Elsewhere today, German unemployment fell in December for the first time in five months, signaling increased confidence by the nation’s companies. The number of people out of work in Europe’s largest economy decreased by a seasonally adjusted 15,000 to 2.965 million, the Nuremberg-based Federal Labor Agency said.
U.S. Treasury Secretary Jacob J. Lew, on a two-day tour through France, Germany and Portugal, today called on Europe to adopt measures to strengthen its banks. He is also encouraging his European counterparts to bolster economic growth in the 18-nation euro area.
The median forecast in a Bloomberg survey of 68 economists projected the U.S. trade deficit would come in at $40 billion. Estimates ranged from $38 billion to $42.8 billion. The Commerce Department revised the October gap down to $39.3 billion from an initially reported $40.6 billion.
Imports dropped 1.4 percent to $229.1 billion in November, according to the Commerce Department. Purchases of crude oil tumbled to $28.5 billion, the lowest since November 2010, reflecting both lower prices and volume.
The nation’s petroleum deficit shrank to $15.2 billion in November, the lowest since May 2009. Increasing domestic output pushed exports of petroleum products to a record.
Those trends continued last month. Domestic crude-oil production increased to 8.12 million barrels a day in the last full week of December, the most in 25 years, according to the U.S. Energy Information Administration. Output surpassed imports in October for the first time since 1995.
Advances in extraction techniques such as hydraulic fracking and horizontal drilling have led to increased crude-oil production, and the Paris-based International Energy Agency projects the U.S. will surpass Russia and Saudi Arabia as the world’s largest producer by 2015.
Manufacturing companies, particularly chemical makers, also stand to win as the shale bonanza keeps natural gas cheaper in the U.S. than in Asia or Europe.
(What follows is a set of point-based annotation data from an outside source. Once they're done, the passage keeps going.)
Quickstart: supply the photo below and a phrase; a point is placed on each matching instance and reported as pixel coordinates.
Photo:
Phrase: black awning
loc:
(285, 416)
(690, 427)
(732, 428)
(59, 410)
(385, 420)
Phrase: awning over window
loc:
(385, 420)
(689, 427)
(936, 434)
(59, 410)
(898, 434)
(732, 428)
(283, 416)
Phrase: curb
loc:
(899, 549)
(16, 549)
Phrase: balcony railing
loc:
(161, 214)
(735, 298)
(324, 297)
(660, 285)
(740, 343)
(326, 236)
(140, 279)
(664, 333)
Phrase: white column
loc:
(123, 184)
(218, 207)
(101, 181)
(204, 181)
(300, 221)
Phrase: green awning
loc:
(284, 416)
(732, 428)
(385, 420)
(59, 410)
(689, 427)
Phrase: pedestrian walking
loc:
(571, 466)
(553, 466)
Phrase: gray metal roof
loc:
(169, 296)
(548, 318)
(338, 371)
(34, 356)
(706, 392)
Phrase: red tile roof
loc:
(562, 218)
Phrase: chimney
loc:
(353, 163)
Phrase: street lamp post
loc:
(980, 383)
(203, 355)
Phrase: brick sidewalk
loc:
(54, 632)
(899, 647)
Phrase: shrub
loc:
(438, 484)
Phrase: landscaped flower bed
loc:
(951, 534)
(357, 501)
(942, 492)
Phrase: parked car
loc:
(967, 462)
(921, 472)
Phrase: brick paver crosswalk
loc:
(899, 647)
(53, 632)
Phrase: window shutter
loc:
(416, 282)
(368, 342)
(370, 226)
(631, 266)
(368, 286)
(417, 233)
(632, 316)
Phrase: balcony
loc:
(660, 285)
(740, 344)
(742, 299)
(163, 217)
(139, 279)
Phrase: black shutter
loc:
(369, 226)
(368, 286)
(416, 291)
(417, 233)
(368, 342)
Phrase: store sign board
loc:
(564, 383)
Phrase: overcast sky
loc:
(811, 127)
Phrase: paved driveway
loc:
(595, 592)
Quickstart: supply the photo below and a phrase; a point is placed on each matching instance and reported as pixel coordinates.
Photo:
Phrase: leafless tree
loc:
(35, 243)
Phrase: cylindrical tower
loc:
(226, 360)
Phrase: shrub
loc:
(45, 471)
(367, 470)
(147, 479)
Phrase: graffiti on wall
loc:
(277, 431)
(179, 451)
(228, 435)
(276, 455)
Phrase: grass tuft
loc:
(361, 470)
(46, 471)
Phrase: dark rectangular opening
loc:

The chemical industry is one of the top consumers of natural gas, using it both as a fuel and feedstock to produce the compounds it sells.
Celanese Corp., a chemical maker, and Axiall Corp., North America’s largest producer of vinyl building products, are among those benefiting. Dallas-based Celanese received final approval this month to build a Texas methanol plant that will supply the company with two-thirds of its domestic needs of the chemical.
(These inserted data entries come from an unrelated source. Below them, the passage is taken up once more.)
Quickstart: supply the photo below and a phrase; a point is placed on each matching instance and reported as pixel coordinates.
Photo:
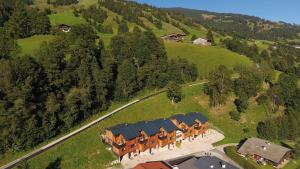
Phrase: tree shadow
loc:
(56, 164)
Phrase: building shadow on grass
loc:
(56, 164)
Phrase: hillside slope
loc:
(240, 25)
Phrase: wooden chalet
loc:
(174, 37)
(133, 139)
(190, 125)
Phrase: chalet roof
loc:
(148, 127)
(205, 162)
(129, 131)
(152, 165)
(263, 148)
(198, 116)
(190, 118)
(185, 119)
(167, 124)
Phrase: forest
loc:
(73, 76)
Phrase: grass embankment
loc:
(66, 17)
(31, 44)
(206, 58)
(86, 151)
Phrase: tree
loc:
(234, 115)
(174, 92)
(8, 46)
(194, 37)
(210, 37)
(126, 83)
(296, 151)
(23, 165)
(219, 86)
(123, 27)
(246, 86)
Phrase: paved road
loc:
(60, 140)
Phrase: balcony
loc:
(142, 140)
(184, 130)
(162, 137)
(119, 145)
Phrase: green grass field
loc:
(31, 44)
(66, 17)
(86, 151)
(205, 57)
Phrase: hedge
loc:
(231, 151)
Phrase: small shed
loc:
(64, 28)
(264, 151)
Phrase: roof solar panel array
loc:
(131, 131)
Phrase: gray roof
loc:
(263, 148)
(167, 124)
(205, 162)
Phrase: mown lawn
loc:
(66, 17)
(86, 151)
(206, 58)
(31, 44)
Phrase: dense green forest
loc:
(242, 26)
(73, 76)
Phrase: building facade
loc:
(132, 139)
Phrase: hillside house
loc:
(191, 125)
(134, 139)
(201, 41)
(177, 37)
(202, 162)
(64, 28)
(264, 151)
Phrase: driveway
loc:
(188, 147)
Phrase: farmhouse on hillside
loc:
(145, 136)
(64, 28)
(264, 151)
(202, 162)
(177, 37)
(201, 41)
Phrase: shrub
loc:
(231, 151)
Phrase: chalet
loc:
(201, 41)
(177, 37)
(64, 28)
(189, 125)
(264, 151)
(153, 165)
(202, 162)
(133, 139)
(167, 132)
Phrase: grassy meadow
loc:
(86, 151)
(31, 44)
(205, 57)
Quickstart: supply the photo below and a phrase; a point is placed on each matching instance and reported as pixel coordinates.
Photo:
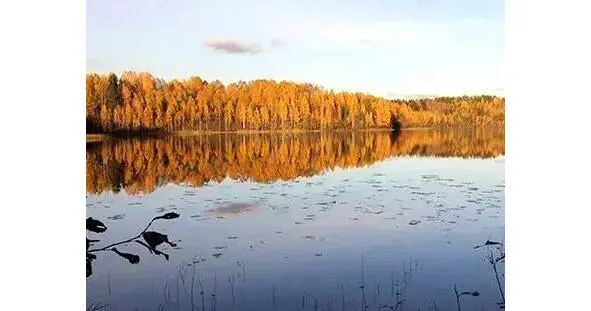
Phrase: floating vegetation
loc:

Atlanta-based Axiall is considering building a $3 billion ethylene plant in Louisiana with a partner to take advantage of an abundance of cheap shale gas.
Total U.S. exports increased 0.9 percent to $194.9 billion in November, today’s report showed, reflecting a $390 million gain in civilian aircraft and a $264 million advance in chemical sales. American companies’ sales to customers in China were the strongest ever.
Dennis Muilenburg, president and chief operating officer of Chicago-based Boeing, is among executives who are optimistic about business abroad. The planemaker collects about 30 percent of its revenue outside the U.S., which Muilenburg predicts will be a stable share “for the long term.”
“It’s not just a wave of exports, it’s something we can sustain for the long run,” Muilenburg said at a Dec. 4 conference.
The figures used to calculate gross domestic product, which eliminate the influence of prices, showed the trade deficit narrowed to $44.6 billion in November, a five-month low. The fourth-quarter average so far is smaller than in the previous three months, indicating trade boosted gross domestic product.
Economists at Deutsche Bank Securities Inc. and Barclays Plc in New York were among those raising fourth-quarter growth forecasts by at least a percentage point today, reflecting the improvement in trade and earlier data showing gains in consumer spending and business investment.
The trade data “adds to an already upbeat growth picture,” said Michael Gapen, a senior U.S. economist at Barclays in New York, after the bank’s economists revised their GDP forecast for last quarter to 3 percent from 1.5 percent. “2014 is shaping up to be a better year globally.”